After a shootout last week with two Atlanta sheriff's deputies, Jamil Abdullah Al-Amin, better known by his 1960s radical trademark name, H. Rap Brown, was captured Tuesday in Alabama. The shootout left one officer dead and one seriously wounded. Al-Amin's first and only public words upon being captured were that he is the victim of a "government conspiracy."
Al-Amin's supporters instantly joined in the chorus and screamed that he was targeted because he was a black man fighting the system. They angrily note that his clean-guy image as Muslim spiritual leader didn't matter to Atlanta police and government agents. Nor did his community do-goodism in fighting against drugs and prostitution. Al-Amin supporters say that from the time he landed in the city in 1976, authorities did everything they could to shove him back in a prison cell.
That some police and even government officials may still be angry at Al-Amin for his violent past and his present community-organizing efforts would not surprise me. As minister of justice of the Black Panther Party in the 1960s, Al-Amin repeatedly called on blacks to kill the police and to burn down America's cities.
I remember the evening in 1968 when I and a small knot of black journalists stood near the podium at the Los Angeles Sports Arena at a Black Panther fund-raiser. Al-Amin sat in the middle of the stage garbed in a shiny, black-leather jacket, a black beret cocked at an angle on his head. He was flanked by a small army of black-leather jacketed bodyguards and assorted hangers-on.
His speech to the crowd was defiant, brash, laced with profanities, exhorting blacks to kill and die for the revolution. As I soaked in his performance with a mixture of awe and fascination, I wondered whether he really believed this fantasy vision of violent revolution that he was selling the crowd.
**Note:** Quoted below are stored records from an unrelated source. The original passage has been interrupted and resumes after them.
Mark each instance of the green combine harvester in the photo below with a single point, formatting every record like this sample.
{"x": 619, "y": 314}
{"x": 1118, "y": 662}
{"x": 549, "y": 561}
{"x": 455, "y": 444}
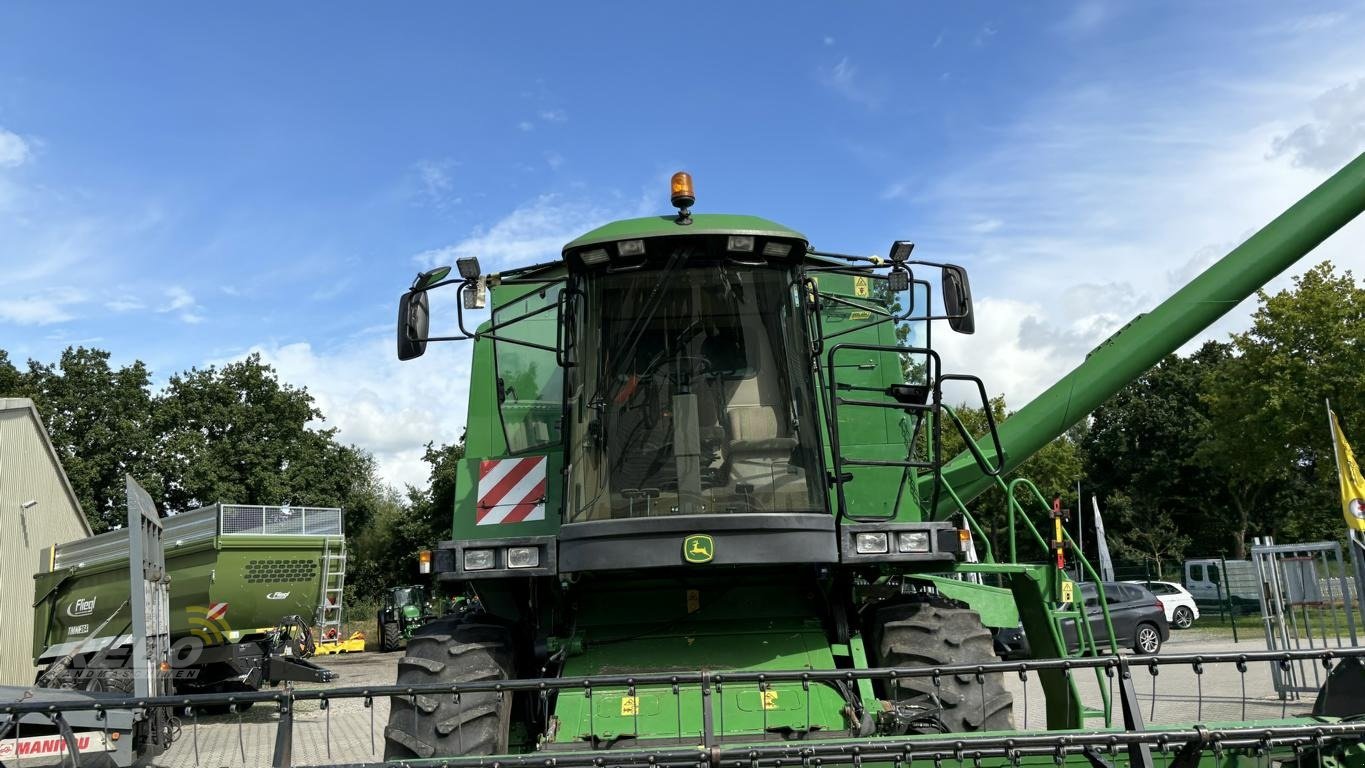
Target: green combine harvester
{"x": 247, "y": 584}
{"x": 709, "y": 520}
The warning flares soared higher the more I heard him speak during the next few months. Al-Amin, at times, seemed to take special delight in picking words that had maximum shock value on crowds. Even the title of his book, "Die Nigger Die," was calculated for hyper shock effect. It was long on attacks on those moderate black leaders Al-Amin branded "Negro sellouts" and "Uncle Toms." Yet it was totally devoid of any strategy or program for black political and economic empowerment.
Al-Amin's militant posturing and bold threats to destroy the "white establishment," "the white man," "white devil" or "white oppressor" made FBI Director J. Edgar Hoover even more determined to get rid of the Panthers and Al-Amin.
With the tacit support of President Nixon and then-Attorney General John Mitchell, Hoover launched a full-blown, patently illegal blitz against the Panthers. Their campaign included hundreds of informants, police agents and provocateurs, poison-pen letters, mail covers, wire taps, murderous threats and carefully orchestrated police raids.
By the mid-1970s the Panthers were finished. Most had become sorry casualties of police bullets or their own bullets. Or else they had degenerated into dope dealing, hustling and extortion, or drifted away, afflicted with terminal disillusionment with the failed promises of the black movement. Some managed to swap their black jackets and berets for Brooks Brothers suits and slide neatly into posts at universities and corporations and in elected offices.
The free clinics, free breakfast program, legal aid and voter registration devised by early Panther organizers were gone. So were the business development programs and community organizing campaigns to combat police abuse. Programs that had given so much hope to so many were badly faded memories.
But these bygone Panther activities weren't faded memories for Al-Amin. He remained the consummate 1960s true believer in community activism.
He also remained trapped by his tough-guy image. He seemed destined to be a casualty of his own fantasy vision of violent revolution, incapable of making the transition from radical mouthpiece to effective community organizer and leader. There were repeated brushes with the law that ended in a bungled robbery attempt and a shootout with New York police. This landed him in prison for five years.
Al-Amin reversed his downhill slide in 1976 when he embraced Islam, rechristened himself with a Muslim name, did his mea culpas for his past and made his peace with America. He took his new role as spiritual leader seriously. Yet his 1995 arrest for assault and possession of illegal weapons, though the charges were dropped, sent up another warning flare that many believed he was still prone to act out the violent rhetoric of the 1960s that had caused him and so many other blacks such terrible grief and pain.
While it's silly to reflexively join the lynch Al-Amin parade, it's just as silly to declare that Al-Amin is the victim of a government conspiracy before all the facts are known.
Still, the truth and the irony are that despite the years Al-Amin spent railing against the white racist cops, the victims of the Atlanta violence weren't white racist cops -- they were young black officers. If Al-Amin indeed was the triggerman, it will be yet another pathetic example of how men like Al-Amin sometimes make victims of the same people they once claimed they would kill and die for.